Jean-Christophe, metteur en scène

Sortir de sa cellule constitue bien souvent le premier barreau de l’échelle des motivations. Là encore, cependant, il existe des variantes selon les différents établissements. En maison d’arrêt, les détenus passent souvent l’essentiel de leurs journées enfermés dans leur cellule (parfois 22 heures sur 24), cellule généralement partagée avec deux, trois, voire quatre autres prisonniers [73]. On comprend donc le besoin éprouvé d’en sortir, de fuir, ne serait-ce que momentanément cette cohabitation forcée. Les centres de détention, au contraire bénéficient généralement d’un régime plus souple, les détenus pouvant circuler librement d’une cellule à l’autre pendant la journée.

Rencontrer des gens

« Ca te permet déjà de voir les personnes qui viennent des autres divisions, des gens de l’extérieur, en dehors du maton, de la matonne. »
« Et puis rencontrer d’autres personnes qui sont dans d’autres cellules, qui sont dans d’autres divisions. Et puis papoter. Ce ne sont pas les motivations qui manquent. »
Francine, ancienne détenue

Au plaisir de sortir de sa cellule s’ajoute donc celui de croiser différentes personnes, de discuter, d’échanger. D’échanger avec d’autres détenus que l’on ne voit guère habituellement, avec qui l’on partage peut-être en plus une culture, des goûts et centres d’intérêts communs autour de l’activité pratiquée. D’échanger avec des intervenants extérieurs reliant le détenu à une société dont il peut se sentir exclu. La motivation semble s’amplifier pour certains lorsque l’intervenant appartient au sexe opposé, sexe dont la présence est fortement réduite en détention. Ainsi, selon Shirley, agent culture-justice au Centre de détention de Loos Lès Lille, les prisonniers-hommes réclament régulièrement la venue d’intervenantes- femmes. Le besoin de voir des gens, de parler, se suffit parfois à lui-même, expliquant entièrement la participation à un atelier et excluant d’emblée des motivations dites plus culturelles ou artistiques.
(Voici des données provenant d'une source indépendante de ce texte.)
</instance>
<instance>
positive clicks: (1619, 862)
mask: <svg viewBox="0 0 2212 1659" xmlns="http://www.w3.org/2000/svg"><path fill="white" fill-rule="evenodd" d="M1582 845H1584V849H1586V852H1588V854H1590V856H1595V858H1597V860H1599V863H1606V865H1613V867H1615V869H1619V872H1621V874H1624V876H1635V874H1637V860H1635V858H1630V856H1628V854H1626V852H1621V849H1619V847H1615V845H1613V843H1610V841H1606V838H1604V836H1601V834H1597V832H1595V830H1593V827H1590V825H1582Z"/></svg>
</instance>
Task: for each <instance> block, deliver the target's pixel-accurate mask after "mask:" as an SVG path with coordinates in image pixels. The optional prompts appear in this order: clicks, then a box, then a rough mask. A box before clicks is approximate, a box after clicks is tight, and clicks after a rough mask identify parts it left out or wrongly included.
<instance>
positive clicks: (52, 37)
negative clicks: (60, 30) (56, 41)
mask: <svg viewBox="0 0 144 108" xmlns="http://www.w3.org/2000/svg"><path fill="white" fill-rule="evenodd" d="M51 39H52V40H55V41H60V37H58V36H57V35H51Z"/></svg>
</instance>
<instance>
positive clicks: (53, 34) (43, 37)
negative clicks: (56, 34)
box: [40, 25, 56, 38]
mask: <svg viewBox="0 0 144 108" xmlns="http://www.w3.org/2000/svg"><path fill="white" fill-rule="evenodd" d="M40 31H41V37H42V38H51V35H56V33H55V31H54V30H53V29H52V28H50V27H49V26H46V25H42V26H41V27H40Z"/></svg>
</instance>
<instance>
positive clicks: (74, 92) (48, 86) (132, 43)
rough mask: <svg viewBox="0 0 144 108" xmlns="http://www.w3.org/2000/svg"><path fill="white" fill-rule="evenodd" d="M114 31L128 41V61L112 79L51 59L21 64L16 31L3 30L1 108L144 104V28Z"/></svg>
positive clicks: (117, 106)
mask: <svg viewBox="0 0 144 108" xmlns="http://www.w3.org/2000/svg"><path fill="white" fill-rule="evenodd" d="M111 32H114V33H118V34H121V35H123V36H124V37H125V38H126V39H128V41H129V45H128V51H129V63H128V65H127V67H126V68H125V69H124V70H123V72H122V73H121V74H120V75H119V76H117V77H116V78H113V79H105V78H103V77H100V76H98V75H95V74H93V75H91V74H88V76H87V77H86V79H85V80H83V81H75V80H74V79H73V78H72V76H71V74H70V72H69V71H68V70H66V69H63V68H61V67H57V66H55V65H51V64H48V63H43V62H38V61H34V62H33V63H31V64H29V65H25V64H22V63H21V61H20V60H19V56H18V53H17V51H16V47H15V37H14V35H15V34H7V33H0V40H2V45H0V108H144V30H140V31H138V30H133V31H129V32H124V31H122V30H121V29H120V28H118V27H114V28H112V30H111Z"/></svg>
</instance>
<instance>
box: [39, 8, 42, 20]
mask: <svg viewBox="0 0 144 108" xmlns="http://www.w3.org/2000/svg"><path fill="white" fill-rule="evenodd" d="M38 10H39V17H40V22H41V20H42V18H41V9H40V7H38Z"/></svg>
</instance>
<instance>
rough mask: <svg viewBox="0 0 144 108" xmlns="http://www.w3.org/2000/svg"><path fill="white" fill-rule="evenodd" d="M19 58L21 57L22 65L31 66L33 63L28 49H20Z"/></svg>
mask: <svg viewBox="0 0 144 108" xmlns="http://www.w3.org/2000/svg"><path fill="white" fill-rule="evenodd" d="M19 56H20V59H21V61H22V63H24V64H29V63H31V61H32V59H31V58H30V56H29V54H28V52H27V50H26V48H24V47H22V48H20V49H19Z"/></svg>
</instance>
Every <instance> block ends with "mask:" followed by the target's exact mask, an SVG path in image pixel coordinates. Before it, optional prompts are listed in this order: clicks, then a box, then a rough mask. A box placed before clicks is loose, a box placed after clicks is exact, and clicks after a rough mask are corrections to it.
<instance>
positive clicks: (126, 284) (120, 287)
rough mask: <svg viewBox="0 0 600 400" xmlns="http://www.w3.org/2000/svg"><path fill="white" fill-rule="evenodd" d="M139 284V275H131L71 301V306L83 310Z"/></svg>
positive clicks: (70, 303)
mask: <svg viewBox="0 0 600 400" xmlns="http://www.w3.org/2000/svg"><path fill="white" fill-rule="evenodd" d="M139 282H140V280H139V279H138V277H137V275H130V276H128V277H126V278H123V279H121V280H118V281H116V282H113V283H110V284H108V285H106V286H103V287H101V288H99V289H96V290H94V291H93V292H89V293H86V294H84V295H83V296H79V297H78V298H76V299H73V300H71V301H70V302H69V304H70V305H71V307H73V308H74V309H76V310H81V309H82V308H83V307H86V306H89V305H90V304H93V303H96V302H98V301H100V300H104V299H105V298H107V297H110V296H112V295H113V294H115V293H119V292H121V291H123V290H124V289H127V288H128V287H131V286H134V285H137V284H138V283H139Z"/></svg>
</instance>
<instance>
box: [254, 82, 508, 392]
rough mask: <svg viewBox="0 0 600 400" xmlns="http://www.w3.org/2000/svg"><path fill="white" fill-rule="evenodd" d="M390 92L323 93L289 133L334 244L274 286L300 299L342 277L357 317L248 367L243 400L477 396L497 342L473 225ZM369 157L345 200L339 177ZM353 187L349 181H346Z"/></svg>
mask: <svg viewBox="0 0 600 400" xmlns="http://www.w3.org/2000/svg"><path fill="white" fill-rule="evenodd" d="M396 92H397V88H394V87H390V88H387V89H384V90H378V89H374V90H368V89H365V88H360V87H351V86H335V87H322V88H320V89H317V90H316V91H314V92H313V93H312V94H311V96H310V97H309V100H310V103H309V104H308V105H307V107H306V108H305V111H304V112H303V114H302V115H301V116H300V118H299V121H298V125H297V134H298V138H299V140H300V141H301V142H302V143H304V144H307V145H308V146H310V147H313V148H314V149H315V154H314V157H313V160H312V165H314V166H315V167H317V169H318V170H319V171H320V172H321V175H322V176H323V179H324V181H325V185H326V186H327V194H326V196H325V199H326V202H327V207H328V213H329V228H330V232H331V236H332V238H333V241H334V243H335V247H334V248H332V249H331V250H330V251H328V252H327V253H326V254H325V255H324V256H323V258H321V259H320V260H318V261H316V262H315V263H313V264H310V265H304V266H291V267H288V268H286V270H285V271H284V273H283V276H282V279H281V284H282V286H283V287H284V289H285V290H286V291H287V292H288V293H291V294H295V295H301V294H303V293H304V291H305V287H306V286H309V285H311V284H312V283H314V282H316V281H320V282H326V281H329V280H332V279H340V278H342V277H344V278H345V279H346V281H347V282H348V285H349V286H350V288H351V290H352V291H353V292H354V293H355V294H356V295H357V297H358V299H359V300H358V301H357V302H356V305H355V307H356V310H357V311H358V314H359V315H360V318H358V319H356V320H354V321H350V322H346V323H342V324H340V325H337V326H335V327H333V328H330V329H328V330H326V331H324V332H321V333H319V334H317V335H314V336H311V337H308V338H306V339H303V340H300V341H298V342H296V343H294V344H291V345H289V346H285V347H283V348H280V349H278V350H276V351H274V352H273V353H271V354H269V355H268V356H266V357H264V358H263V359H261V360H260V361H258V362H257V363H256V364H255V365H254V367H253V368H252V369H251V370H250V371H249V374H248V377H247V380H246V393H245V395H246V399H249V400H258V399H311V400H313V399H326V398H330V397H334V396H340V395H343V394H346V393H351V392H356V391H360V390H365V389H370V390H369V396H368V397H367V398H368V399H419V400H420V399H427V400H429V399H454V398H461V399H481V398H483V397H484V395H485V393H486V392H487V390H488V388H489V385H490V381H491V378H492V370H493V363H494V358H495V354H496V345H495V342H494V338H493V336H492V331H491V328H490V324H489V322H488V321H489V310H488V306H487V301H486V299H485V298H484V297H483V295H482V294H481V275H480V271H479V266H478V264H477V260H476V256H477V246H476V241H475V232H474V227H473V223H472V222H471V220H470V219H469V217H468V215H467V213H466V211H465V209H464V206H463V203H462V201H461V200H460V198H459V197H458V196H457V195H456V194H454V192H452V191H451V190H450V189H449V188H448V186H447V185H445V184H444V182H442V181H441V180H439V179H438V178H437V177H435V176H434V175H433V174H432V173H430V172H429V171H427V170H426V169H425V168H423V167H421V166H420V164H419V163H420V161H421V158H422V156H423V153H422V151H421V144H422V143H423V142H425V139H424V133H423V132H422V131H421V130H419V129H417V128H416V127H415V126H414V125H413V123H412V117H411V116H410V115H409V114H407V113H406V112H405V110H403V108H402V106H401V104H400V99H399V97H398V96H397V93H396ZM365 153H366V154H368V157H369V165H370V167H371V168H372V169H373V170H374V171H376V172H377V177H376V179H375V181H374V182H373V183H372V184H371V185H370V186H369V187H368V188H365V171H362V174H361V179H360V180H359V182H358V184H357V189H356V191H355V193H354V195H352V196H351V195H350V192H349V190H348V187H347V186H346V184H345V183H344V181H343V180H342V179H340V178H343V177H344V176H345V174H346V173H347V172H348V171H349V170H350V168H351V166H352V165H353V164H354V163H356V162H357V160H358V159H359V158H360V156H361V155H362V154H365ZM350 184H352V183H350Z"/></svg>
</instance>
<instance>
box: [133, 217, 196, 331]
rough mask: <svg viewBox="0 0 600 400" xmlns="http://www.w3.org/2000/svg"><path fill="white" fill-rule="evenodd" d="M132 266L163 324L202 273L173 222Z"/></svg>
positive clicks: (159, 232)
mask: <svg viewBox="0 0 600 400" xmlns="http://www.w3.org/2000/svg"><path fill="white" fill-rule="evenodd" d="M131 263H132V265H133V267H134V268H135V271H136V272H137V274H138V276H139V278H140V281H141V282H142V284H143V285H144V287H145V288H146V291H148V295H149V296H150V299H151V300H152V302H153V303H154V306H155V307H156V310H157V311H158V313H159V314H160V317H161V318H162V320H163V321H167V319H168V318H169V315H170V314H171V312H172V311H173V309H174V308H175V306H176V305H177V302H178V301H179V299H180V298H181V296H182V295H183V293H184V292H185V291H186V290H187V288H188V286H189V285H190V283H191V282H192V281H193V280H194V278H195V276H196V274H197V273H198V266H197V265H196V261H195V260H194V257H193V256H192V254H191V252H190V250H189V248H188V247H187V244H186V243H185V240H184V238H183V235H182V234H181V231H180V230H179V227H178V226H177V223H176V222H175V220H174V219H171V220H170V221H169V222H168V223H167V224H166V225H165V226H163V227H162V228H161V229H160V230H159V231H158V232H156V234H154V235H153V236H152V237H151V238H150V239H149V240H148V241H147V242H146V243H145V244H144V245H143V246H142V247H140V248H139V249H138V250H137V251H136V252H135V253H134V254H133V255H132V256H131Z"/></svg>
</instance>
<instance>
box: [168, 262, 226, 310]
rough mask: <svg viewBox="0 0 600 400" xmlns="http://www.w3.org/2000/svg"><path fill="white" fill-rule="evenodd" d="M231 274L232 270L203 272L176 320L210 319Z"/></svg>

« Et puis une fois que j’étais en cours de musique je me suis rendu compte que je n’apprendrais pas grand chose, mais je suis restée parce que j’aimais bien l’intervenant. »
Francine, ancienne détenue

Le besoin de s’occuper

« J’avais besoin d’occuper mon temps, de tuer l’ennui ».
« Je voyais surtout le théâtre comme une occupation ».
« En prison, on a le temps ».
Manu, ancien détenu.

Les détenus doivent « faire leur temps »… Et ce temps carcéral, marqué par la monotonie, la répétition incessante des mêmes faits et gestes et l’ennui passe toujours, pour le détenu, trop lentement, plus lentement qu’à l’extérieur. Les activités manquent parfois, se ressemblent souvent. S’occuper, dans l’univers carcéral, devient alors primordial, nécessaire même…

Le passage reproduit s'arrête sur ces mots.